/ Advice needed - papers used my pictures
This feels like the sort of thing that someone on UKC might have some experience of.
Three years ago, the Mail and Sun newspapers used stills acquired from a video I'd posted on Youtube as part of articles they published in their online editions about an incident that involved me. They had made no attempt to contact me prior to publication. The core of their articles was taken from a Bristol Post article (which I had been contacted about). There were additional photos in the Sun/Mail articles which weren't included in the BP article.
At the time, I chose not to take any action over it for personal reasons. Now however, I'd like more money, and concurrently I'd also like those institutions to have slightly less money. But I don't really know if I have a strong claim or where to start. My questions are broadly:
- Do I have a claim at all? Should they have used stills from my youtube videos without my permission, and can I charge for that?
- Does the length of time that's passed change things? Or my knowledge of the articles at the time?
- Will I have to jump through hoops to get anywhere?

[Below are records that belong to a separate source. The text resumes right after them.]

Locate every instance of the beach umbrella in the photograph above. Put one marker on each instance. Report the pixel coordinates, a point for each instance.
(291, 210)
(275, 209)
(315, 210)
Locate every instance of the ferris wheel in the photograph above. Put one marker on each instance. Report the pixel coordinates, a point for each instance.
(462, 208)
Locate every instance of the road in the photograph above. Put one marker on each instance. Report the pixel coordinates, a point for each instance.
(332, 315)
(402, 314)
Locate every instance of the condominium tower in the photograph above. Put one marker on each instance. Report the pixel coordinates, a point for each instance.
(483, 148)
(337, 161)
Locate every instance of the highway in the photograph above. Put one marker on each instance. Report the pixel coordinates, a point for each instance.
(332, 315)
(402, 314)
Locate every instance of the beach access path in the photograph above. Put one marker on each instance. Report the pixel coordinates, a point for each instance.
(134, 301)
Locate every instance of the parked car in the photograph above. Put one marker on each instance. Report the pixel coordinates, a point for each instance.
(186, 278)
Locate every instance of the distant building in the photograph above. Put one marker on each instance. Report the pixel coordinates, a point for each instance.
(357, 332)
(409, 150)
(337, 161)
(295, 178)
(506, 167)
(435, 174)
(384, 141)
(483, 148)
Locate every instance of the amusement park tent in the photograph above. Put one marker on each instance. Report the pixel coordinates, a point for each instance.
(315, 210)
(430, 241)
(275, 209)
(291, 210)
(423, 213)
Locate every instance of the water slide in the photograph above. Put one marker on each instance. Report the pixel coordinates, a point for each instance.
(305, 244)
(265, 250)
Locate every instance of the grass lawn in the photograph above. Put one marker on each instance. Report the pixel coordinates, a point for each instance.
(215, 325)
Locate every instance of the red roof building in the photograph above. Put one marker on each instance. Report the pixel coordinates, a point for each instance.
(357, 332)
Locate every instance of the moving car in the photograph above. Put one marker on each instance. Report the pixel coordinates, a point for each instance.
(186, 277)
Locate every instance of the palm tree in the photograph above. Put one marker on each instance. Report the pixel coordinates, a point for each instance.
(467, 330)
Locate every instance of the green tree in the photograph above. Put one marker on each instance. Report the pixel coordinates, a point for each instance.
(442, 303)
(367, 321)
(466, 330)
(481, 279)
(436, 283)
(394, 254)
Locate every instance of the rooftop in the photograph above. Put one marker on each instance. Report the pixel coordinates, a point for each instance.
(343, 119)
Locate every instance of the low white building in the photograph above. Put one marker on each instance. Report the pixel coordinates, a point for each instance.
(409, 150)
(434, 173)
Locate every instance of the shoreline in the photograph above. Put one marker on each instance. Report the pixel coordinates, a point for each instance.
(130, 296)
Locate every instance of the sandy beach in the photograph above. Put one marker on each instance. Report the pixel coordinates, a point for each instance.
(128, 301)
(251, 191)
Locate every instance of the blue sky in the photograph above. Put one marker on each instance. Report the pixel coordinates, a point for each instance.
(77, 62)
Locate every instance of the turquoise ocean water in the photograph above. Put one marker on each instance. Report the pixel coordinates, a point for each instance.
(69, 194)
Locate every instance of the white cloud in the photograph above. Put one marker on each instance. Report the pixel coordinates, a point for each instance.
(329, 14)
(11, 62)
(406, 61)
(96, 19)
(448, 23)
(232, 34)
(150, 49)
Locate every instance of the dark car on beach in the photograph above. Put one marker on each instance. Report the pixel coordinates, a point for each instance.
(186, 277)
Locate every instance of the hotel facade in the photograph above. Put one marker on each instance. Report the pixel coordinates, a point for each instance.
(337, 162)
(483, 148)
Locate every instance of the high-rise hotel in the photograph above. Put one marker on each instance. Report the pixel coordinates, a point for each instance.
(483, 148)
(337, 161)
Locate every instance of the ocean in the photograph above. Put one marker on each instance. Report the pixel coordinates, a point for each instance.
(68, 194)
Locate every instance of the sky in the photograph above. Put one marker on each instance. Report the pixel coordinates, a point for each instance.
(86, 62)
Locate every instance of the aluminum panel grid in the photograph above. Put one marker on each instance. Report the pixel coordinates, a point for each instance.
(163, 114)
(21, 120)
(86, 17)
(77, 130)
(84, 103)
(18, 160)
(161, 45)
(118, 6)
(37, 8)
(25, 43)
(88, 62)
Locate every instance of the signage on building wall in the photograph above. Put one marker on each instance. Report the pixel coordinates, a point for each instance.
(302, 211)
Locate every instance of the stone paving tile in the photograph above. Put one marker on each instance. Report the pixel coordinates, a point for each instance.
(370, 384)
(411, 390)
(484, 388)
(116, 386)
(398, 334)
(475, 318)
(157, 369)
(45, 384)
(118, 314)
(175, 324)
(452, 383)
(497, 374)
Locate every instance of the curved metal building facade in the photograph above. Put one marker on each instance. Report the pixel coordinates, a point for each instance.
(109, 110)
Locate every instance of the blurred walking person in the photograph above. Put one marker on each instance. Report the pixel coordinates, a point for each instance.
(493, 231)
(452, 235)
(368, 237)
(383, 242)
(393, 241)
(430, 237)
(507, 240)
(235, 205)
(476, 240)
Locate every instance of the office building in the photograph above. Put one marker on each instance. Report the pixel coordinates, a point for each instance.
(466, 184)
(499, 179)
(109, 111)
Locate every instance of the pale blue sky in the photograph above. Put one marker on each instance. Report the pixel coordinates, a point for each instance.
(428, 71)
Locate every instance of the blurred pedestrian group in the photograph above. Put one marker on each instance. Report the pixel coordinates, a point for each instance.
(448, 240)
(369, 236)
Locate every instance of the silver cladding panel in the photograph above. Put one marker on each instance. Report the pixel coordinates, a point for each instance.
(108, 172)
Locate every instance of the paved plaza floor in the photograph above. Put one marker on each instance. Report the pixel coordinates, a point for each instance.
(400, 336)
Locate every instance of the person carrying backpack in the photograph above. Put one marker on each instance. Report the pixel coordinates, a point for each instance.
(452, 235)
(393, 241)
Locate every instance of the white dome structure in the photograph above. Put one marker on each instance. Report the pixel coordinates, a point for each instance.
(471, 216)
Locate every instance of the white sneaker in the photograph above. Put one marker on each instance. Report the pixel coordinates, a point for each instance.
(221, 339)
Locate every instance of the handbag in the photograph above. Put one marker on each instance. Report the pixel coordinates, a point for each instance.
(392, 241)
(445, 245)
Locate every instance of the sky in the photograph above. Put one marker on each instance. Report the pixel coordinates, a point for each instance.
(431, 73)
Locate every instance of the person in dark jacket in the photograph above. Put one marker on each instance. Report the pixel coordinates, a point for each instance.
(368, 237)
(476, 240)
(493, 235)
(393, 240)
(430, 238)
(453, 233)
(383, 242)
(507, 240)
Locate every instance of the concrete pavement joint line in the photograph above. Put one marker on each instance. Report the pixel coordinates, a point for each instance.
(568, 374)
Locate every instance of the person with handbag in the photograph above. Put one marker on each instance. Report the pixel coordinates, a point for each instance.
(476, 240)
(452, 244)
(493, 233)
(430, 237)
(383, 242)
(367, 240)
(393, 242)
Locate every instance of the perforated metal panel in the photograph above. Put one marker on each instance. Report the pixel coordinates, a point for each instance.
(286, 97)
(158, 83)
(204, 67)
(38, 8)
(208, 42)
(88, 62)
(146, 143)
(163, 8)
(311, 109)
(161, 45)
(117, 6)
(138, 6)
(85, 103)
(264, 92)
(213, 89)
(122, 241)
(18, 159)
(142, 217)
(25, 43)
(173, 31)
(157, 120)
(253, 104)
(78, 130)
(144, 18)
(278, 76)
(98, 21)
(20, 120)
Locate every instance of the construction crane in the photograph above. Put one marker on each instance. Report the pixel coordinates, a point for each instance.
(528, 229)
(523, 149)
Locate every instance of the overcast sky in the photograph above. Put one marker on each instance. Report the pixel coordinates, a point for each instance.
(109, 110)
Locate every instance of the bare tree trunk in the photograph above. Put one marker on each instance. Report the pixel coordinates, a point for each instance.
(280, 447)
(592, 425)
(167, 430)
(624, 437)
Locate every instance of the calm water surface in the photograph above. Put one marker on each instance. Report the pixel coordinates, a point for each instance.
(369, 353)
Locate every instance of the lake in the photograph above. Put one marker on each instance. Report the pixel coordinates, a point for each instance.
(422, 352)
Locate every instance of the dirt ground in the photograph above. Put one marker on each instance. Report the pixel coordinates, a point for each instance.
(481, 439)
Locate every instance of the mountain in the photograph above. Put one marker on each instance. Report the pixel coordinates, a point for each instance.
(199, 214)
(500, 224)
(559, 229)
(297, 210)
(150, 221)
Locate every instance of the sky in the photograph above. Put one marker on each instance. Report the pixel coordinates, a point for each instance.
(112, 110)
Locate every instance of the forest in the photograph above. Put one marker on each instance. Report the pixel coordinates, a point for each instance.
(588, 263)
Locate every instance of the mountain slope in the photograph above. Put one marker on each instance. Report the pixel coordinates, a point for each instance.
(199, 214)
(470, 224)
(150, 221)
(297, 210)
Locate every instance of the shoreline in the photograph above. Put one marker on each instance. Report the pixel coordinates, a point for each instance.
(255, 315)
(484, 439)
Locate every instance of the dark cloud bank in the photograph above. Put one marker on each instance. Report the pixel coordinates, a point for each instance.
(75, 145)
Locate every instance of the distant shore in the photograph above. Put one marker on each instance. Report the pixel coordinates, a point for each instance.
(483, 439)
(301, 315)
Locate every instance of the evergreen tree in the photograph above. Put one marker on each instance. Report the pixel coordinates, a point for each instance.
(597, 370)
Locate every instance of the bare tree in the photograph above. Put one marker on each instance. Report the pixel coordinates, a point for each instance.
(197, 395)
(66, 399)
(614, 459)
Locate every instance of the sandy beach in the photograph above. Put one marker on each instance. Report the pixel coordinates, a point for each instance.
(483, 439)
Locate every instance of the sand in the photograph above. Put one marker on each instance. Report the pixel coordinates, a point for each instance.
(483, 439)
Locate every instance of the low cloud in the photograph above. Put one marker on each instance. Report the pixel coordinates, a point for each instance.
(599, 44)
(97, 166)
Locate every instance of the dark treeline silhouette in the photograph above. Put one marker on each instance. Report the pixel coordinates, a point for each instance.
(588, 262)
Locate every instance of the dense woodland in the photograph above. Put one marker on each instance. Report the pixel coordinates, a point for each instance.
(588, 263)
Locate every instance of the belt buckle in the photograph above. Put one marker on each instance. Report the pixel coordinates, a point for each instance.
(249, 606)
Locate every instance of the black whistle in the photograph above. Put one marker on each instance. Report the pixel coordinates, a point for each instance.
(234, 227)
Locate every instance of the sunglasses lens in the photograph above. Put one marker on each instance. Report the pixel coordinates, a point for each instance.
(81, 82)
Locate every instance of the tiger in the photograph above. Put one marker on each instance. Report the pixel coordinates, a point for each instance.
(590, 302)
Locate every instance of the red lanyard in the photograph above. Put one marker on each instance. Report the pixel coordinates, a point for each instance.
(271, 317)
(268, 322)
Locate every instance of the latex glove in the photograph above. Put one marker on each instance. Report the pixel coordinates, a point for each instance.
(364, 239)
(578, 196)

Is it worthwhile in terms of effort/potential reward?
Don't waste your time.
People suing for defamation struggle to get a good result.
> People suing for defamation struggle to get a good result.
But it's not suing for deformation, it's asking for recompense for use of media I produced.
Can you honestly afford to take a newspaper to court? I mean how much was this content they stole actually worth?
The point I was trying to make was that trying to get money out of a major media company may be difficult.
Not least because you haven't got a claim: "fair dealing" would likely apply
While your video as a whole is copyrighted, stills from the video may be considered fair use.
I doubt you’ll get anything other than the bum’s rush from the newspapers, they’re pretty good at knowing their legal position
I think you need to have a close look at YouTube terms and conditions to see what rights you have given away by posting it there.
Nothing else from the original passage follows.